= Pine Hills (Massachusetts) =

Pine Hills is a sparsely populated hilly region located in Plymouth, Massachusetts, in the United States. It is a large, mostly undeveloped hilly and forested area lying south of Plymouth Beach and Chiltonville, north of Manomet, and east of Route 3, where the southern portion of the region can be accessed from Exit 3 (which is signed as of 1 October 2007), and the northern portion can be accessed from Exit 4. The area rises from Plymouth Bay at Rocky Point, which is considered to be located in the foothills of the region, and runs southwest. Route 3A winds through the heart of the Pine Hills. The region consists of the Rocky Point neighborhood in the north and The Pinehills, a new residential and commercial development in the extreme southern part of the area.

==Manomet Hill==
Manomet Hill is the highest peak in the Pine Hills . At 395 ft above sea level, it is the highest point in Plymouth County.
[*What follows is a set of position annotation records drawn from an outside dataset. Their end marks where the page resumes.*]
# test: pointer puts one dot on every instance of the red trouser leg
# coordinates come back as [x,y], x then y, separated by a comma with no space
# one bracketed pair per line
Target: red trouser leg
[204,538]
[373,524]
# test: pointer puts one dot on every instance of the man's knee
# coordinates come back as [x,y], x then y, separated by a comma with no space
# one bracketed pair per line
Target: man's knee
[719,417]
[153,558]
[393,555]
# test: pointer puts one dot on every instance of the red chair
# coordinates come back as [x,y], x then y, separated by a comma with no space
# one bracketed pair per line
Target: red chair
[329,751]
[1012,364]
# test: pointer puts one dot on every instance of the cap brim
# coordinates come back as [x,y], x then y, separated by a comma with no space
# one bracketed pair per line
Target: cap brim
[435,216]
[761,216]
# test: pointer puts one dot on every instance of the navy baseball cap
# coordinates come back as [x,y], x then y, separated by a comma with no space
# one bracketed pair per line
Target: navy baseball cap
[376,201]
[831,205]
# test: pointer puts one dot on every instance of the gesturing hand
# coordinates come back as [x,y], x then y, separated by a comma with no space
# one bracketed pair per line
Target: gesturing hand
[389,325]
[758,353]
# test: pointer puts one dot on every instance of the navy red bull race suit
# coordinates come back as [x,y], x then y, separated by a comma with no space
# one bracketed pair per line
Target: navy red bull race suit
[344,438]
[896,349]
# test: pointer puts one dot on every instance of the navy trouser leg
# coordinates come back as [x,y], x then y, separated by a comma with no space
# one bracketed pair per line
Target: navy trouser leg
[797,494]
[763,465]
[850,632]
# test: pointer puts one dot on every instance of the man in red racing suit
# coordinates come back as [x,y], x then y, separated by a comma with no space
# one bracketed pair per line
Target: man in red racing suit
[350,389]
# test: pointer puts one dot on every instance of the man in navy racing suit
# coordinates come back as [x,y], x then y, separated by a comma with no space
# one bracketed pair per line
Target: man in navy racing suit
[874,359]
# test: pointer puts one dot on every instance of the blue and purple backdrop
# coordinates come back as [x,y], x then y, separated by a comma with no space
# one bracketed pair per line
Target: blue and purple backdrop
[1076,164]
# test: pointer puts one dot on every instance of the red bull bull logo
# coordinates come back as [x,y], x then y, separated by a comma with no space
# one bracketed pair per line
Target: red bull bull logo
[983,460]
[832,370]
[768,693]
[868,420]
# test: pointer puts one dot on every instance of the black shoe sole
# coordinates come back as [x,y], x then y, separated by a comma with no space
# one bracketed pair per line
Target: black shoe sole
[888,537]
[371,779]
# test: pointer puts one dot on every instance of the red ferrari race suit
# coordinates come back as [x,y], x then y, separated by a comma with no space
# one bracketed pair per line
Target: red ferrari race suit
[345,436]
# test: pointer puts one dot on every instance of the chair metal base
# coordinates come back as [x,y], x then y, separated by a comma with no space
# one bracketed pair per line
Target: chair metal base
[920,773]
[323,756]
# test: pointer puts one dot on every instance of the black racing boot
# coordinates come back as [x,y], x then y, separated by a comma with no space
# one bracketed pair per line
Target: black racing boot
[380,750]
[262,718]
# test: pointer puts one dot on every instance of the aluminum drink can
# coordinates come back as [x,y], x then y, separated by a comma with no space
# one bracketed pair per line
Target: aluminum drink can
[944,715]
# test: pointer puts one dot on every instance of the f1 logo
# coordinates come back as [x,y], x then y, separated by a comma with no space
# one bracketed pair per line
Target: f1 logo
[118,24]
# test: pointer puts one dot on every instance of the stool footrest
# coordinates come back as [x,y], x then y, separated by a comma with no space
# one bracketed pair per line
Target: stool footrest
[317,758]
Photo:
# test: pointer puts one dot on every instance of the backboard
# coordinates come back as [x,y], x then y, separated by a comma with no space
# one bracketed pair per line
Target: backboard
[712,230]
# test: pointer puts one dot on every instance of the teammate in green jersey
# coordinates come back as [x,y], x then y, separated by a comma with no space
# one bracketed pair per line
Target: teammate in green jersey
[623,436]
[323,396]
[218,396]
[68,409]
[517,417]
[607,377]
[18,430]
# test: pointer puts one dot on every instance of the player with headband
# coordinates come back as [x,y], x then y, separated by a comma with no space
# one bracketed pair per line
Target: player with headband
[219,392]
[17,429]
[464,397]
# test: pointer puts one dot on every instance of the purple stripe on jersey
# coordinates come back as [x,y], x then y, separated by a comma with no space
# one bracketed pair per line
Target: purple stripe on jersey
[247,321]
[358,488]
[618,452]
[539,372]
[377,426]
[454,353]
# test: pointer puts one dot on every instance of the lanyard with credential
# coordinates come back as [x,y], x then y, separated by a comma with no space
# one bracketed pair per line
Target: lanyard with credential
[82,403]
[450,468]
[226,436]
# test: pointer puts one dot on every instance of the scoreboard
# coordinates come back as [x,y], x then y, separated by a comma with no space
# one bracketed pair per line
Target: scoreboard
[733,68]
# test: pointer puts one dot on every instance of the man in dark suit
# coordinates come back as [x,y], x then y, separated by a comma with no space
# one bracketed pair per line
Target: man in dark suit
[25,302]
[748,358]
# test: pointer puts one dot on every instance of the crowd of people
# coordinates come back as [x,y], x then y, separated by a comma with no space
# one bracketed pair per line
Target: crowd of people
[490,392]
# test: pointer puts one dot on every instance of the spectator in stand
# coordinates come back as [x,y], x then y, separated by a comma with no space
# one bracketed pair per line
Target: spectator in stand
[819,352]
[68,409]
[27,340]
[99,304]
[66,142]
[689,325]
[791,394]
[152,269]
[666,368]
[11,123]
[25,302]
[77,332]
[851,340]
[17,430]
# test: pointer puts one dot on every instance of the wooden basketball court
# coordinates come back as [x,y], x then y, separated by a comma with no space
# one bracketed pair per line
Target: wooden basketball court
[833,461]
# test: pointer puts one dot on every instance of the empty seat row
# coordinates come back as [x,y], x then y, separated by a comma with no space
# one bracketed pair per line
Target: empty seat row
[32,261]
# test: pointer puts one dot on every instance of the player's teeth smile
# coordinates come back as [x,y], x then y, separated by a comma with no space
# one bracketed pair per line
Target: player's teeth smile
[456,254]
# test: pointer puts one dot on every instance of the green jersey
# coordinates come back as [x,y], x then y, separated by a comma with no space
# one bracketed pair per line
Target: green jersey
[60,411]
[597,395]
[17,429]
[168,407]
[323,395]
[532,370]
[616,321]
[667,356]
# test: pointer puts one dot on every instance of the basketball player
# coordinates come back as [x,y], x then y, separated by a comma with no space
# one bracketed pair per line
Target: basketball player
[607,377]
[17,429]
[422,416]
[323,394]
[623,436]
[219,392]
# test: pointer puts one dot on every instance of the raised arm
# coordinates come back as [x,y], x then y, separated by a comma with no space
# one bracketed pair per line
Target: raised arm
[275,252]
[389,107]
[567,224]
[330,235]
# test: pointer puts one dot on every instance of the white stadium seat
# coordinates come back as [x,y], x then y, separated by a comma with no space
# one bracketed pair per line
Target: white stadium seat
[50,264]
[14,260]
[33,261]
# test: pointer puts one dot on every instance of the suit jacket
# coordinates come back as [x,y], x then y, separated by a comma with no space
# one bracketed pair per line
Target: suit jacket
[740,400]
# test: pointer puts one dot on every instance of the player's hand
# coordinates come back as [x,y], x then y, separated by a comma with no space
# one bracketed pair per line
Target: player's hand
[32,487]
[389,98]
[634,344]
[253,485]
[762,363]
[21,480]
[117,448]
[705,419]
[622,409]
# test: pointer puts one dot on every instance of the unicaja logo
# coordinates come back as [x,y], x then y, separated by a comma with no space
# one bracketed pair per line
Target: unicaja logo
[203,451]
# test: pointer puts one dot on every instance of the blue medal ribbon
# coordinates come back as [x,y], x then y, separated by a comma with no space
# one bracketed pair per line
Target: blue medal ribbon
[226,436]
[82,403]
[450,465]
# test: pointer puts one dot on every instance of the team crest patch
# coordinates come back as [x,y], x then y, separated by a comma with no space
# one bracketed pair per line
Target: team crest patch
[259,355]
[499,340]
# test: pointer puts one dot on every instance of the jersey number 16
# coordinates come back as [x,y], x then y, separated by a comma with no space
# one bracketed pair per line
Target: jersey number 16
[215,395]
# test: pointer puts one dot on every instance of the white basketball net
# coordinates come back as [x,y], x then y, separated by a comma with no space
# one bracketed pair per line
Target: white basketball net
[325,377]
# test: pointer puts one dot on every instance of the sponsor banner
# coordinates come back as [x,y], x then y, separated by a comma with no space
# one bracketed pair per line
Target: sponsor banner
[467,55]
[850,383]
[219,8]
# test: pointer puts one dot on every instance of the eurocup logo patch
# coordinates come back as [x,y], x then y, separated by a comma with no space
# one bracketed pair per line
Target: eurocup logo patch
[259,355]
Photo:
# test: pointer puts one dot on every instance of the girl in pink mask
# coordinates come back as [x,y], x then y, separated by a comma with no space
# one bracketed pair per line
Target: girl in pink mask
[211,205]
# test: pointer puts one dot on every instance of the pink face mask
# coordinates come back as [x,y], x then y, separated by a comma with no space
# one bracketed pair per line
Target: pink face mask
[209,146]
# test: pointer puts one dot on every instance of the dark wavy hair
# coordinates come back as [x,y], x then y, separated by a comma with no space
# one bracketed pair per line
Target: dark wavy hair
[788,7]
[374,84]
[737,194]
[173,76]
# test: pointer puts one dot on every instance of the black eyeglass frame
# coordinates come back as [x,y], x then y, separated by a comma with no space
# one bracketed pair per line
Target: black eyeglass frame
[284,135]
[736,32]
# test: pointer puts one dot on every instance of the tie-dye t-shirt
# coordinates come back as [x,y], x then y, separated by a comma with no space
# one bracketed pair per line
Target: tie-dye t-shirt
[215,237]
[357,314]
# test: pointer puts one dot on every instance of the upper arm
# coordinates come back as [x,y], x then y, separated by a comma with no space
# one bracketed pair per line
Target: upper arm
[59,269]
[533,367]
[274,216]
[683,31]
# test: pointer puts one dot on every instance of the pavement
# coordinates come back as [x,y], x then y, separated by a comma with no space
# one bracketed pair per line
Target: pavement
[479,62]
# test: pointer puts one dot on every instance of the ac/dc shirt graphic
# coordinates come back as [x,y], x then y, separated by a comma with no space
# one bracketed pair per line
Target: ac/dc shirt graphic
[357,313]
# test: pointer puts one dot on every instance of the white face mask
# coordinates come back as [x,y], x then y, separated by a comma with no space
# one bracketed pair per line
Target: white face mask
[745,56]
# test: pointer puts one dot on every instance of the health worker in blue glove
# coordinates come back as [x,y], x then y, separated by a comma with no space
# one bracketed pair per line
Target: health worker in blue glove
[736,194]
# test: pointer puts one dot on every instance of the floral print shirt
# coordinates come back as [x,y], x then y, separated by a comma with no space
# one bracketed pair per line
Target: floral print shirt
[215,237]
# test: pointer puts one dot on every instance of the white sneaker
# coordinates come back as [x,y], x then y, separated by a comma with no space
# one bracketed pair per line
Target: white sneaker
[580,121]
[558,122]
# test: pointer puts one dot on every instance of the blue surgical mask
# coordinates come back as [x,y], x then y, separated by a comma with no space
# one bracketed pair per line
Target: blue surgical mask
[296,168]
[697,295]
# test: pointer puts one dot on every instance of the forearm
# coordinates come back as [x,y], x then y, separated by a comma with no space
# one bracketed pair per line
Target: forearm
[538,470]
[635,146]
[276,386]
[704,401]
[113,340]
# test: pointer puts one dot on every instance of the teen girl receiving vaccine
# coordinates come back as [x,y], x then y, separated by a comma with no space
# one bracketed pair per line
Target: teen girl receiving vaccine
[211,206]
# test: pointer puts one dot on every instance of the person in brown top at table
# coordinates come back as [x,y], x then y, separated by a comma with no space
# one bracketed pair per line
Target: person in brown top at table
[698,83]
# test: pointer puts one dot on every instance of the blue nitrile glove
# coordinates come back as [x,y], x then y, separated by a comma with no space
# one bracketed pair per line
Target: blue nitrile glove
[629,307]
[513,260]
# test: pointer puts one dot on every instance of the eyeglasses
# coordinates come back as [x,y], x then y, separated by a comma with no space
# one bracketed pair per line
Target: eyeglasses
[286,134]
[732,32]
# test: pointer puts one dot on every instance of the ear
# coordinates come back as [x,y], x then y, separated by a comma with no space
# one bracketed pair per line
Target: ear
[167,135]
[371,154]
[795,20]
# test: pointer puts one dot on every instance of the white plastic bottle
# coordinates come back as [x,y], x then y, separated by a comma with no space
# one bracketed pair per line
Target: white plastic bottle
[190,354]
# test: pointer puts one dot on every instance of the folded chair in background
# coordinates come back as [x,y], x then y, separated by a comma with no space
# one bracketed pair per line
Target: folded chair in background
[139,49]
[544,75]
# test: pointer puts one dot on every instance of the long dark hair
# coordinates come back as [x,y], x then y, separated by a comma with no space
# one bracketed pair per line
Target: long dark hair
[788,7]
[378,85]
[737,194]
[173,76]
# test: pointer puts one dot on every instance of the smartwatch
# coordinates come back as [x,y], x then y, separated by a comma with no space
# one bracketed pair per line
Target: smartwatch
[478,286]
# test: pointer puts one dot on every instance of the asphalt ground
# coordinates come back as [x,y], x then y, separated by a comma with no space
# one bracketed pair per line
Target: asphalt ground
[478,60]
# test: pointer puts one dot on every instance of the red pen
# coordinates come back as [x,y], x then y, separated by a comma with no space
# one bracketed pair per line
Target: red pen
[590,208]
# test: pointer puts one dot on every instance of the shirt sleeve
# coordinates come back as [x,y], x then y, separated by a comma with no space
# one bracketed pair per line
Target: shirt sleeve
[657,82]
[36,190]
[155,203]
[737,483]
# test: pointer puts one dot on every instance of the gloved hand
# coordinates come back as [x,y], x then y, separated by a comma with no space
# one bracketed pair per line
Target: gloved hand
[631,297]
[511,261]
Route 3A runs close to the peak. As the peak is on private property, it is closed to the public.

==Cleft Rock==
Cleft Rock is a rock formation located in the Pine Hills, known for the unique cleft that runs through its center. The rock formation is said to have been used as a lookout spot by the Native Americans, and it offers a panoramic view of Cape Cod Bay on a clear day.
It is located in an 8.7 acre park on Route 3A.